Fuhara Sikitoka: A WUSC Winner

WUSC, World University Services of Canada, is the non-profit organization that works to bring young students from refugee camps around the world, to Canada for the opportunity to complete their education and begin a new life here.

The organization began in the wake of the First World War, and was known as the International Student Service, ISS. It provided for post-secondary students in post-war Europe. Students on university campuses in many other countries raised money, collected books and clothing, and helped provide for and support, these students in need.

In 1957 it evolved into the World University Service, WUSC, to better reflect the involvement of the university community as a whole.

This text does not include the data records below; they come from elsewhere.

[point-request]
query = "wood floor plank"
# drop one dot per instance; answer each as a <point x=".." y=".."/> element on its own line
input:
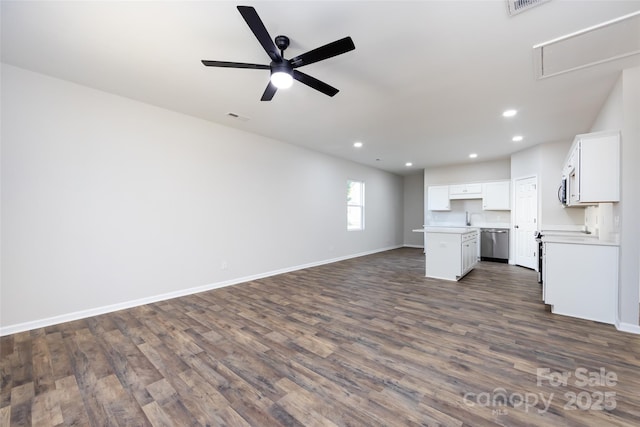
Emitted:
<point x="367" y="341"/>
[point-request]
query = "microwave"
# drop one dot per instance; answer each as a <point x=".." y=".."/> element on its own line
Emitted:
<point x="562" y="192"/>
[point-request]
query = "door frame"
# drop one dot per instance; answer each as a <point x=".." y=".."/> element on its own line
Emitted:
<point x="512" y="235"/>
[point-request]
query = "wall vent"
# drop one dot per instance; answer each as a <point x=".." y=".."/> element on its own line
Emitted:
<point x="605" y="42"/>
<point x="517" y="6"/>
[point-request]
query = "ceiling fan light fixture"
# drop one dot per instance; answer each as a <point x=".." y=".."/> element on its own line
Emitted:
<point x="281" y="79"/>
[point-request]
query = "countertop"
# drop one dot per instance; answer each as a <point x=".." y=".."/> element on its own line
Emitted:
<point x="577" y="240"/>
<point x="450" y="230"/>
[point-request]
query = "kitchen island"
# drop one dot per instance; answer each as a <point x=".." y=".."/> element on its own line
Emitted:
<point x="450" y="252"/>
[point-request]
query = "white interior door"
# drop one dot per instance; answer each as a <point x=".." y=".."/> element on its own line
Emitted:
<point x="526" y="222"/>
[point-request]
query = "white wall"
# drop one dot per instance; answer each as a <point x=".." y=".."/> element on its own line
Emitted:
<point x="621" y="111"/>
<point x="545" y="162"/>
<point x="413" y="209"/>
<point x="107" y="202"/>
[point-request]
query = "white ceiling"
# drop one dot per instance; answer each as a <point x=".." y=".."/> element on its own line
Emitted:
<point x="427" y="83"/>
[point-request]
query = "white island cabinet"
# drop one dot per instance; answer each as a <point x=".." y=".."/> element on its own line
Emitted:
<point x="450" y="252"/>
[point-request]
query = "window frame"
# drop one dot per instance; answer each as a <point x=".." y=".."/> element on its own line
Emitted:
<point x="360" y="206"/>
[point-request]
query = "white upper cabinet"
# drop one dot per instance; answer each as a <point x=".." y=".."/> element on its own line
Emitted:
<point x="438" y="198"/>
<point x="592" y="169"/>
<point x="496" y="196"/>
<point x="465" y="191"/>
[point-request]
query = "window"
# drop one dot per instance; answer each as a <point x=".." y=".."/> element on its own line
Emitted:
<point x="355" y="205"/>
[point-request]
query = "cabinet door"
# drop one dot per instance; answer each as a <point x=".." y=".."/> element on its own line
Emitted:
<point x="496" y="196"/>
<point x="438" y="198"/>
<point x="599" y="169"/>
<point x="581" y="280"/>
<point x="465" y="191"/>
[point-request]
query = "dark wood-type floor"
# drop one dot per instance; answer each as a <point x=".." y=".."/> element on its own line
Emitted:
<point x="364" y="342"/>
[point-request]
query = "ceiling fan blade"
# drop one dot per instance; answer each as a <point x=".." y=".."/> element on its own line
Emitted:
<point x="269" y="92"/>
<point x="255" y="23"/>
<point x="314" y="83"/>
<point x="330" y="50"/>
<point x="228" y="64"/>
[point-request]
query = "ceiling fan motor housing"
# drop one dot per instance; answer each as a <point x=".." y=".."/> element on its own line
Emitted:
<point x="282" y="42"/>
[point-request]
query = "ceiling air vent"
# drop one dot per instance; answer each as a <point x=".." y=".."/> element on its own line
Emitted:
<point x="516" y="6"/>
<point x="238" y="117"/>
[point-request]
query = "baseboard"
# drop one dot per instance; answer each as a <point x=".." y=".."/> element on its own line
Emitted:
<point x="83" y="314"/>
<point x="628" y="327"/>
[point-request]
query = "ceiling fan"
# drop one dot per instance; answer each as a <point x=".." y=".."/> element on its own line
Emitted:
<point x="283" y="71"/>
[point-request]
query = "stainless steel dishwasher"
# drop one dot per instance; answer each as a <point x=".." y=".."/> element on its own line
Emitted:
<point x="494" y="244"/>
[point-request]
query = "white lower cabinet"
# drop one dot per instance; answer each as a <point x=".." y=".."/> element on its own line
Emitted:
<point x="581" y="280"/>
<point x="450" y="255"/>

In 1978 Canada initiated the Student Refugee Program. In the 36 years since, more than 1300 students have attended one of the 61 universities and colleges across Canada that participate.  Students have come from countries in Africa such as Zimbabwe, Botswana, Malawi, Sierra Leone, Benin, Lesotho, Swaziland, Tunisia, Ethiopia and Sudan, as well as China, Bangladesh, Nepal, Sri Lanka and Peru.

Fuhara Sikitoka is one of these students. She is a 22-year-old business student at the University of Victoria. Fuhara was born in Congo but her parents fled the country when she was little. She grew up in a refugee camp in Kenya, and followed in her sister’s footsteps, applying to the WUSC program to continue the education she needs, to fulfil her ambition of becoming an accountant.

Now in her second year, Fuhara is the social co-ordinator for the new arrivals this year. As she tells Carmel Kilkenny, she remembers grappling with different accents and being baffled by the traffic codes; traffic lights at intersections and sirens on ambulances were all new to her. But the way people smile and say hi on the street is one Canadian custom she very much appreciates.